To obtain quantitative data and analysis developed many computer programs,
some of which are paid, are closed source and proprietary companies producing
microscopes and cameras, while some are free, open-source and available to
everyone, while developing them community of scientists and computer
programmers. Some of the basic morphological parameters are the number of
particles, length, volume and area. From them you can get a variety of derived
parameters, depending on the needs of researchers. Since the images are
twodimensional histological preparations, we can not from them directly obtain
three-dimensional data, but with the help of mathematical formulas from
twodimensional measurements can be performed three-dimensional data. Science
that deals with time is called stereology.
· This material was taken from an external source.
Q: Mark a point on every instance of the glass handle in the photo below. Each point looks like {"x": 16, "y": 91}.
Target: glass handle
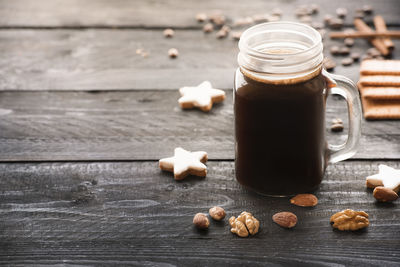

It is possible to collect data on the intensity of staining (ie. A semi-quantitative
analysis of immunohistochemical staining intensity), manual or automatic
positioning of certain structures based on color and shape, the separation image
to the channels, to transform the image simpler analysis and 3D reconstruction
of serial tissue sections. Methods for quantitative analysis of the preparation of
the 21st century are more numerous, and their opportunities are growing.
LITERATURE
First Suvarna K, Layton C. Bancroft J. Bancroft's Theory and
Practice of Histological Techniques. 7th Ed. Churchill Livingstone; 2012th
Second Culling CFA. Handbook of Histopathological and Histochemical
Techniques. 3rd Ed. London: Butterworth-Heinemann; In 1974.
Third Durst-Živković B. Practicum histology. 4th revised edition. Zagreb: Mladost;
1998th
4thJunqueira LC, Carneiro J. Basic Histology. 10th ed., Zagreb: Mladost; 2005th
5th Bradbury S. Hewer's Textbook of Histology for Medical Students, 9th ed.
London: William

8. Heinemann Medical Books; In 1973.
6th Xia Y, Momot K. Biophysics and Biochemistry of
Cartilage by NMR and MRI, London: Royal Society of
Chemistry; 2016.
7th Watt IM. The Principles and Practice of Electron Microscopy. 2nd. ed.
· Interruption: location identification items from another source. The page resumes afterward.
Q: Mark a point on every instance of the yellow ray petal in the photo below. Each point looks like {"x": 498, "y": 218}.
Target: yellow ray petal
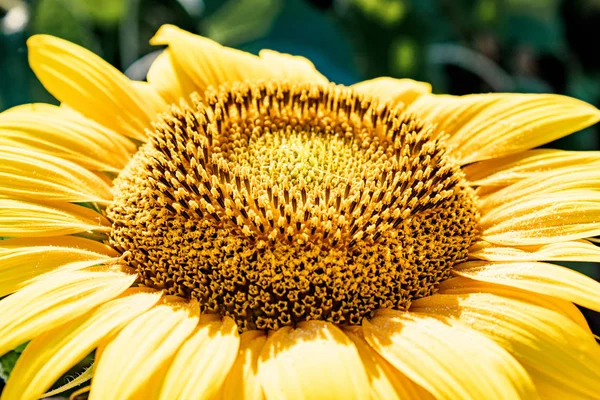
{"x": 90, "y": 85}
{"x": 25, "y": 219}
{"x": 462, "y": 285}
{"x": 21, "y": 265}
{"x": 393, "y": 91}
{"x": 153, "y": 98}
{"x": 544, "y": 278}
{"x": 495, "y": 125}
{"x": 203, "y": 362}
{"x": 507, "y": 170}
{"x": 577, "y": 250}
{"x": 168, "y": 79}
{"x": 541, "y": 340}
{"x": 586, "y": 177}
{"x": 315, "y": 360}
{"x": 142, "y": 347}
{"x": 554, "y": 217}
{"x": 386, "y": 382}
{"x": 34, "y": 175}
{"x": 65, "y": 134}
{"x": 55, "y": 300}
{"x": 242, "y": 382}
{"x": 51, "y": 354}
{"x": 206, "y": 63}
{"x": 291, "y": 68}
{"x": 452, "y": 362}
{"x": 550, "y": 389}
{"x": 84, "y": 377}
Cambridge: Cambridge University Press; In 1997.
8th Bijelić N, T Belovari, Stolnik D, I Lovric, M. Potter Baus histomorphometric
parameters of the
Growth Plate and Trabecular Bone and Wild-Type and Trefoil Factor Family
3 (Tff3) -Deficient Mice Analyzed by Free and Open-Source Software Image
Processing. Microsc Microanal. 2017; 23 (4): 818-825. doi: 10.1017 /
S1431927617000630.
9th Dykstra MJ. Biological Electron Microscopy: Theory, Techniques, and
Troubleshooting. New York:
Plenum Press; In 1992.
remarks
All products and their photos in this material are the property of the Department
of Histology of Medicine in Osijek. Thank Danica Matic, honey. lab. Ing. and
Edi cousin, MSc. Biol. exp. on making preparations.